3. Your kids don’t become your identity. Because to true friends you’re not H/M/C’s mommy, that is just an element of your identity. You’re YOU to good friends. 
4. Friends provide occasion to put on pants with real zippers and get out of the house, even if just for a walk. They also help you decide if you’re to a point that you can pull off horizontal stripes, jeggings or a fun hat. In short, friends are crucial to the shopping and wearing process. Because we all know husbands just don’t know how to answer the epic questions centered around how we really look in particular garments. 
5. Friends straighten a crooked theology. 
Though the first 4 reasons to have friends have been quite important to me as of late, number 5 poked his head in to say hello this past week. One of my favorite parts about being a youth director was our monthly cluster/cohort meeting with other area (NW Ohio) youth directors. I loved who I worked with, we had a great mix of personalities and perspectives and they always helped fulfill my hankering for thoughtful conversation.
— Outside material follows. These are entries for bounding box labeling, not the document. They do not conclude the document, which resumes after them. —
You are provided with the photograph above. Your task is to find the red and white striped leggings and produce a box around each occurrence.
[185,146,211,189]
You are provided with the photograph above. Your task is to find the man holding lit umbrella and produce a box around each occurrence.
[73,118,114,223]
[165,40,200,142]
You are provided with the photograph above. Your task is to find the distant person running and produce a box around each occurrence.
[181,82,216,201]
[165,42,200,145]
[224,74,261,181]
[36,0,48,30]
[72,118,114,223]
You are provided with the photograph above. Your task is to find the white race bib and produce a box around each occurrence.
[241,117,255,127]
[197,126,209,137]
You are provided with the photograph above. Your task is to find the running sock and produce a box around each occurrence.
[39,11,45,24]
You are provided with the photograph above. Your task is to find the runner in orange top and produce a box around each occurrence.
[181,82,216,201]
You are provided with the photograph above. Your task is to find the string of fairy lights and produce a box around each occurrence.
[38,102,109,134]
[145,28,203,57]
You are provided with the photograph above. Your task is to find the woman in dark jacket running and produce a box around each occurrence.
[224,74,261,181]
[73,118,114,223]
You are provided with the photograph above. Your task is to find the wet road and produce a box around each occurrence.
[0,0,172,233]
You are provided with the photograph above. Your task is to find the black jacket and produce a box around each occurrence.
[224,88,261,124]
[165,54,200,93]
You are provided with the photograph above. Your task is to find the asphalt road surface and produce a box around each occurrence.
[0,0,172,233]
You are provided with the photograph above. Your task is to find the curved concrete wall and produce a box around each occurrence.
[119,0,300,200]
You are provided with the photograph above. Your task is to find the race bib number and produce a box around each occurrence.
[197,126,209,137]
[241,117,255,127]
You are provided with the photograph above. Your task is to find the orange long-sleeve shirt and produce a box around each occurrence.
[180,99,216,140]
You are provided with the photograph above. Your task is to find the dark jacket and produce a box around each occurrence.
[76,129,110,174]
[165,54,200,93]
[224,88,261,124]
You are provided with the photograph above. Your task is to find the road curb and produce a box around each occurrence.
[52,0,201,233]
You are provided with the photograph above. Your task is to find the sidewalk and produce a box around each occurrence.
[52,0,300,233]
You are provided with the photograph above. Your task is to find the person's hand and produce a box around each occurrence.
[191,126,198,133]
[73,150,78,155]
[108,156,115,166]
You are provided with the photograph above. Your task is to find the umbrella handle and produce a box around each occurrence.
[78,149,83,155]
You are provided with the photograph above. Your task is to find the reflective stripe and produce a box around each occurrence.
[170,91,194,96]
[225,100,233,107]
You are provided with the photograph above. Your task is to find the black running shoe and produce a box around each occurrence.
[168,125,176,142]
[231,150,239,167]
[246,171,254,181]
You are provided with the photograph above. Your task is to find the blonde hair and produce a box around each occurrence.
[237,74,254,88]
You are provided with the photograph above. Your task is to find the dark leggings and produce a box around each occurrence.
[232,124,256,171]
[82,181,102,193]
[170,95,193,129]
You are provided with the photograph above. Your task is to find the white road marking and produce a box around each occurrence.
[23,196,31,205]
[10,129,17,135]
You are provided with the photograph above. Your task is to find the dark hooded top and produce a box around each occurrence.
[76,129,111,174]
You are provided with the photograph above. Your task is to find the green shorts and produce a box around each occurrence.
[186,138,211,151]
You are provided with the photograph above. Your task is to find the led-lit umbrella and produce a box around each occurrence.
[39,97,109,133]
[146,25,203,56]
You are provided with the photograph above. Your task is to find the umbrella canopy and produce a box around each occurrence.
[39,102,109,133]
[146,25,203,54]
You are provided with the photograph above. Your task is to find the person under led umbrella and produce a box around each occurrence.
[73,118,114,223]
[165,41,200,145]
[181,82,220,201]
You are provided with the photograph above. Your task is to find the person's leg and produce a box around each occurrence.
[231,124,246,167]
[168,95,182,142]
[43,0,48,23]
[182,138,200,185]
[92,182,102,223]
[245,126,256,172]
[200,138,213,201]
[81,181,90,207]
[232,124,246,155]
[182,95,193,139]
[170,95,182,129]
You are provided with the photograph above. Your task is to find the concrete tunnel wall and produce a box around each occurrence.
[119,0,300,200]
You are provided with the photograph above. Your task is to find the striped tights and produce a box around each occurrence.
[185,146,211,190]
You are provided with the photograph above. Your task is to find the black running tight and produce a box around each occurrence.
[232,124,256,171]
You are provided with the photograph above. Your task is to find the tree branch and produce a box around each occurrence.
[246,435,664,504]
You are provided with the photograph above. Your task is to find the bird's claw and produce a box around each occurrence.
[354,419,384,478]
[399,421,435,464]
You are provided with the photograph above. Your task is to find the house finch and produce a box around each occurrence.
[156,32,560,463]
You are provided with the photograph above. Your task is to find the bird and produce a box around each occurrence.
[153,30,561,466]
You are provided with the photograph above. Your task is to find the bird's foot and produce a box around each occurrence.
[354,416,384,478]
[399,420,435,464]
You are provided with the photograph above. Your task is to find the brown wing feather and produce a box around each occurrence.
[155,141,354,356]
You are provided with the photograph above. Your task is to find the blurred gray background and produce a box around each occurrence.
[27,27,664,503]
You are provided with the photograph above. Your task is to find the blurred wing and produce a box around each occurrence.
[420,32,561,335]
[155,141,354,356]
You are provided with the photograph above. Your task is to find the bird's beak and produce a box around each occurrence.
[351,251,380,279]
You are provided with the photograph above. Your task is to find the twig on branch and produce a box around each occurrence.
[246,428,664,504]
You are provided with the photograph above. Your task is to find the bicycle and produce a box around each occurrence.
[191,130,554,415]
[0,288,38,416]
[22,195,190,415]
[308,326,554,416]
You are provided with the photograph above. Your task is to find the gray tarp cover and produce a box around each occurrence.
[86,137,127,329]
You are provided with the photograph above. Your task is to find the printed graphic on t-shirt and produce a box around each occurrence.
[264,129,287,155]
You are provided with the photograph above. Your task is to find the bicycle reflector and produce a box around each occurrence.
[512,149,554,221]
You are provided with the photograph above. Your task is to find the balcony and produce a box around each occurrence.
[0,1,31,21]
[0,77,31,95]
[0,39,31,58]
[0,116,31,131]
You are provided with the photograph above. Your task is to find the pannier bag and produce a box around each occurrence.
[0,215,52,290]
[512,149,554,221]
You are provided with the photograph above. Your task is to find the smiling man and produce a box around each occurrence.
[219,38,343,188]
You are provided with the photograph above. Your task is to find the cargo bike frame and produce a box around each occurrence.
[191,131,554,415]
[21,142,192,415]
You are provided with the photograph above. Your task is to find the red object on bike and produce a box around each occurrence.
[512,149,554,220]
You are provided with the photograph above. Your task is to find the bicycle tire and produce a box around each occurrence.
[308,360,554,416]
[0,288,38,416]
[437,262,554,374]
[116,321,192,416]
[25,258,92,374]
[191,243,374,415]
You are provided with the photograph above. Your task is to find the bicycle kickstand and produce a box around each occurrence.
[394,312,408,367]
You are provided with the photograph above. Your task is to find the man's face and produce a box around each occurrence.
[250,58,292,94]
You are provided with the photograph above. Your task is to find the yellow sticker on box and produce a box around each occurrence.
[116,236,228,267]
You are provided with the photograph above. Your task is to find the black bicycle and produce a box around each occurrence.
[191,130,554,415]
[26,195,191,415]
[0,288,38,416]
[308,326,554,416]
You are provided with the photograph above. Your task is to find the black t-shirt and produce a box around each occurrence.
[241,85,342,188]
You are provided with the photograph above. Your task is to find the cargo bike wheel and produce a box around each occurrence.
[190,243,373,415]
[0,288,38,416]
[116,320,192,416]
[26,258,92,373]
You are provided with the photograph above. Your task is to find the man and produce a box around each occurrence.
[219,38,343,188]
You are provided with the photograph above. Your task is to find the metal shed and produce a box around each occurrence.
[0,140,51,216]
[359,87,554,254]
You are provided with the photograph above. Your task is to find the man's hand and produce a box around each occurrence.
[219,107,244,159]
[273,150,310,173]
I’ve really missed several of these individuals over the years, as I’ve become further removed and as others have moved on to other positions and callings as well. My youth director friends landed a position in my Top 5 Groups I wish I could have a Reunion with list (also mentioned: college friends and my youth group kids). 
So when I posted the other day about some wonderings I had about God “moving into the neighborhood”, I asked a friend to educate me about a related topic. You know, Luther and the entire movement of the Reformation. Nothing big. And my friend was good to offer up some resources for me to be enlightened. 
He was also kind enough to call up my Trinitarian theology and show me some holes in my thinking. I was thrilled. 
The essence of blogging, for me, is to ponder; I’m such a verbal processor that this more or less keeps KLR from having to set the phone down while I rattle off umpteen different thoughts while she gets the dishes done or pays attention to her husband. I never hold that any post is absolute, but rather a beginning point. I’m not in a pulpit (nor do I want to be. Nor should I be). But if I were, my bloggy thoughts aren’t the place to begin.They’re more of the chatter over coffee “what if” variety. So, apologies if anyone ever thinks that they’re much more than that. 
Perhaps that’s why there are some pretty heated debates in the bloggy/social networking world. Others don’t have friends, like I do, who will simply converse and correct. Ask, differ and question but in a loving and considerate way. I’ve had more than one spiritual conversation over my meanderings, and I appreciate each one. Well, the ones in which I’m not simply trying to be converted to another way of thinking… but most of my conversational partners also enjoy a level of cerebral exercise, so it’s a mutual understanding that agreeing isn’t necessarily the goal. But sharpening, opening the eyes, or even heart, is paramount. 
I hope you have friends like that. Good friends that ask you to think, reconsider, or even go back to the drawing board. Friends that say, “what if…”. Yes, I hope you have friends like that.